Le retour au pouvoir d’un Donald Trump aussi peu subtil que faussement diplomate a au moins le mérite de lever toute ambiguïté sur la place et le rôle hégémonique que souhaitent avoir les États-Unis et comment ils comptent y parvenir. Adepte de la manière forte, le républicain ose toutes les outrances, au point d’obliger la presse mainstream à recourir à un vocable qu’elle avait laissé dans les oubliettes de l’histoire : « impérialisme ».
Ce terme n’a jamais été abandonné en Amérique latine. Aujourd’hui plus que jamais, parler de retour de la fameuse doctrine Monroe est d’actualité, tant il semble évident que le slogan trumpien « Make America great again » sous-entend une soumission du reste de la planète.
Au premier rang, le sous-continent subit de plein fouet le regain d’une politique étrangère ouvertement prédatrice, dirigée par un secrétaire d’État, Marco Rubio, aux convictions idéologiques d’ultradroite. Le traditionnel interventionnisme des États-Unis prend diverses formes, du rio Bravo à la Terre de Feu.
Au Venezuela, la diplomatie de la canonnière
Après avoir échoué sur cet objectif lors de son premier mandat, Donald Trump semble cette fois-ci disposé à aller jusqu’au bout du rêve de Washington : porter un coup fatal à la révolution bolivarienne. Et reprendre la main sur les immenses ressources naturelles du Venezuela (premières réserves mondiales de pétrole au monde).
Affirmant que le pays sud-américain est dirigé par « un des plus grands narcotrafiquants au monde », Trump ne cache sa volonté de provoquer le « changement de régime » tant souhaité. Cadre juridique (les États-Unis sont depuis peu officiellement « engagés dans un conflit armé » contre les « narcoterroristes »), CIA, forces militaires positionnées au large des côtes vénézuéliennes (où sept embarcations ont déjà été bombardées) : tout semble prêt pour obtenir la chute du président Nicolas Maduro, dont la tête est mise à prix pour 50 millions de dollars. Au mépris de toute règle du droit international.

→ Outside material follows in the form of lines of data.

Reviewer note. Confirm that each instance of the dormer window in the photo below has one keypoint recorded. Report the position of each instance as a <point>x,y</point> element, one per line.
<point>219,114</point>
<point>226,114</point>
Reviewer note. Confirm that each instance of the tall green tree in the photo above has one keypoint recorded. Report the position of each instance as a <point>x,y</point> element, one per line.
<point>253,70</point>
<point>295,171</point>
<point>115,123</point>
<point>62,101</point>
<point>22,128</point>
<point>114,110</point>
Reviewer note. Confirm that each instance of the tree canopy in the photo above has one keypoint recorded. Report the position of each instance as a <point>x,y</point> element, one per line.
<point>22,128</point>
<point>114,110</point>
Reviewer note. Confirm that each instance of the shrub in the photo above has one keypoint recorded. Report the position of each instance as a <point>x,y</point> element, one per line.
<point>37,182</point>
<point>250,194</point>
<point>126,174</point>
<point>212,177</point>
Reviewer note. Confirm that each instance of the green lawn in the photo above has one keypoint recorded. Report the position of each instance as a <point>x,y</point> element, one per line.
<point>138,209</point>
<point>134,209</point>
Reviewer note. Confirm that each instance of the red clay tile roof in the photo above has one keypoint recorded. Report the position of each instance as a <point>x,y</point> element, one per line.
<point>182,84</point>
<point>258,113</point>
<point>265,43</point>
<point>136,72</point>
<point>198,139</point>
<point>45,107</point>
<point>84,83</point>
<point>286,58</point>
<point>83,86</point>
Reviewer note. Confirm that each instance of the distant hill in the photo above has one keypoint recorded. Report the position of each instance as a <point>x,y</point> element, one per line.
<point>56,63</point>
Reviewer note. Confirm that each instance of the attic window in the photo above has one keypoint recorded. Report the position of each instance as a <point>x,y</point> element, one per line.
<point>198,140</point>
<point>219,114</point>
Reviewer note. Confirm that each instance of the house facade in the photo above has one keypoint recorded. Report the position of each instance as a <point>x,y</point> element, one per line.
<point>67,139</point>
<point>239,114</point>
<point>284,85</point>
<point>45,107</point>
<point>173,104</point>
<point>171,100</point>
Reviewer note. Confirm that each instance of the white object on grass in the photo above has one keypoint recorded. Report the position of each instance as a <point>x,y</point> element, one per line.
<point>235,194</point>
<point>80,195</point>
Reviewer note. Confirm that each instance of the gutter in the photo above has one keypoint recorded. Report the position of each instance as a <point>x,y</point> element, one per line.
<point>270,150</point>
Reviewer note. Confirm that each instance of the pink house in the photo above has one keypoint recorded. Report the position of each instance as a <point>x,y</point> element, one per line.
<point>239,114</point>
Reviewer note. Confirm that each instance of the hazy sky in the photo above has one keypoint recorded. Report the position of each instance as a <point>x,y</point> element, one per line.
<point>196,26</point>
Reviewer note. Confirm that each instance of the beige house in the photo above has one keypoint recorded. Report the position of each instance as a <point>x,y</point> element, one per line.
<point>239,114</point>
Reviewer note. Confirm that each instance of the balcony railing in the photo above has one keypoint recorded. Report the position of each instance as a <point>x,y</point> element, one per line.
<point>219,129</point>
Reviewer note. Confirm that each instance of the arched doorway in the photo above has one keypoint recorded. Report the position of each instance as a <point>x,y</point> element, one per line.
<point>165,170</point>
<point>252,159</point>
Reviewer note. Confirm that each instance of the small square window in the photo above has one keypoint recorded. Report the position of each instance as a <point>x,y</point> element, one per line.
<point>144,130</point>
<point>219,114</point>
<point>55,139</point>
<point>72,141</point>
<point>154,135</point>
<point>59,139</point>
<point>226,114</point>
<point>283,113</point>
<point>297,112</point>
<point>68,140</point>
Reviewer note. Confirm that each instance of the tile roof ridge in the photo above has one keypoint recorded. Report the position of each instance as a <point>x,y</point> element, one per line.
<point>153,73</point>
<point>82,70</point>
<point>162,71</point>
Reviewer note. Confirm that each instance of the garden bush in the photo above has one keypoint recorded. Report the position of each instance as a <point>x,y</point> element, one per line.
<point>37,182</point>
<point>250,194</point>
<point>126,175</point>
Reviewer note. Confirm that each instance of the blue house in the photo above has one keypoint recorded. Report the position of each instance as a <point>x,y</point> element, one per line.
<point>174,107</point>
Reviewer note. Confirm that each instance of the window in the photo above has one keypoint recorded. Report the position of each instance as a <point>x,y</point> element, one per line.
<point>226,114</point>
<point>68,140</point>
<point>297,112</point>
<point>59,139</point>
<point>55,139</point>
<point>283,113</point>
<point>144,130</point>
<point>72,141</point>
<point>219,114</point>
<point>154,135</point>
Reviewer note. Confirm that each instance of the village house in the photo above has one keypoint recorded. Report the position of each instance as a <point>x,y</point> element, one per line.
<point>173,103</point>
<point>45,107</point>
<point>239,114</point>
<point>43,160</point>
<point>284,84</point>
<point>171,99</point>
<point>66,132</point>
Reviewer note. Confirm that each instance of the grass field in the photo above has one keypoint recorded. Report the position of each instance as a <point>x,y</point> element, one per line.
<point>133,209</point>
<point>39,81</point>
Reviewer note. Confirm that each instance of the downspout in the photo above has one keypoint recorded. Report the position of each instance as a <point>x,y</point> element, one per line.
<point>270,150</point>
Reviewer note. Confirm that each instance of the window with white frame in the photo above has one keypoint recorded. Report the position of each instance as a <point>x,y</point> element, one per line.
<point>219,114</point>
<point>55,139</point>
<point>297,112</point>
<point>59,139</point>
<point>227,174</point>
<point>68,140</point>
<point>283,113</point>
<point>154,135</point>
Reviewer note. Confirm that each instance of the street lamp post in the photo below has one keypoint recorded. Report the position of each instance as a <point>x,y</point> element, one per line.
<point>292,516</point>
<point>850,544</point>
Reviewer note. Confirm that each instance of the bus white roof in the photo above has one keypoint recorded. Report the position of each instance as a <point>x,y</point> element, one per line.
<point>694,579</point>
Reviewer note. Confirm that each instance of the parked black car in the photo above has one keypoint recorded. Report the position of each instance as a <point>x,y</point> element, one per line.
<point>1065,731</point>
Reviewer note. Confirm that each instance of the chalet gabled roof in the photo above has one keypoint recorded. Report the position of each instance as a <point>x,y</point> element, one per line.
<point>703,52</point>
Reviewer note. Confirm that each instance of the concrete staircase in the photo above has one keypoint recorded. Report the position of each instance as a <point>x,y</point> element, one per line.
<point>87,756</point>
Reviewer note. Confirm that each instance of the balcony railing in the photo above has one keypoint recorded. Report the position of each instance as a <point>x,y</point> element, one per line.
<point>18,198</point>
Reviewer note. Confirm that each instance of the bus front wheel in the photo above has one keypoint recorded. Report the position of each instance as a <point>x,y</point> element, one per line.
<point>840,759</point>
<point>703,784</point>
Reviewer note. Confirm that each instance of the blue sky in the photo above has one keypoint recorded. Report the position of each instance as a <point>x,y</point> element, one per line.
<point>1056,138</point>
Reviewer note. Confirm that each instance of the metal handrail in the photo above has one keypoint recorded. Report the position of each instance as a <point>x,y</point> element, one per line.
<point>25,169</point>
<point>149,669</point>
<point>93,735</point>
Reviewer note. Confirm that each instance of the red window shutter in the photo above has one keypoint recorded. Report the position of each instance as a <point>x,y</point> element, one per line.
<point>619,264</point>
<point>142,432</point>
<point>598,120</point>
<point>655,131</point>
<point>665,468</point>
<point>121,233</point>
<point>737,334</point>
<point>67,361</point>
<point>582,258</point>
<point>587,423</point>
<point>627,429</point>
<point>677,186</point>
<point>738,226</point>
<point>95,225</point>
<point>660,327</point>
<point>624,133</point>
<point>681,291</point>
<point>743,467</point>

Au Panamá, le néo-annexionnisme en action
« Nous allons récupérer le canal », déclarait Donald Trump le jour même de son retour au bureau Ovale. Critiquant une emprise trop importante « du Parti communiste chinois » sur le passage interocéanique, le républicain a dépêché sur place ses émissaires diplomatiques et militaires, obtenant l’autorisation d’y déployer des troupes autour du canal. Tout en poussant la société hongkongaise gérant les deux accès océaniques du canal à céder ses ports au fonds d’investissement BlackRock.
Alors qu’elle a déjà obtenu du président José Raul Mulino de faire du Panama une plateforme aérienne pour redistribuer les migrants qu’elle expulse, l’administration nord-américaine continue de faire pression sur le gouvernement centre-américain pour limiter ses relations avec la Chine, notamment en menaçant des hauts fonctionnaires d’annuler leurs visas.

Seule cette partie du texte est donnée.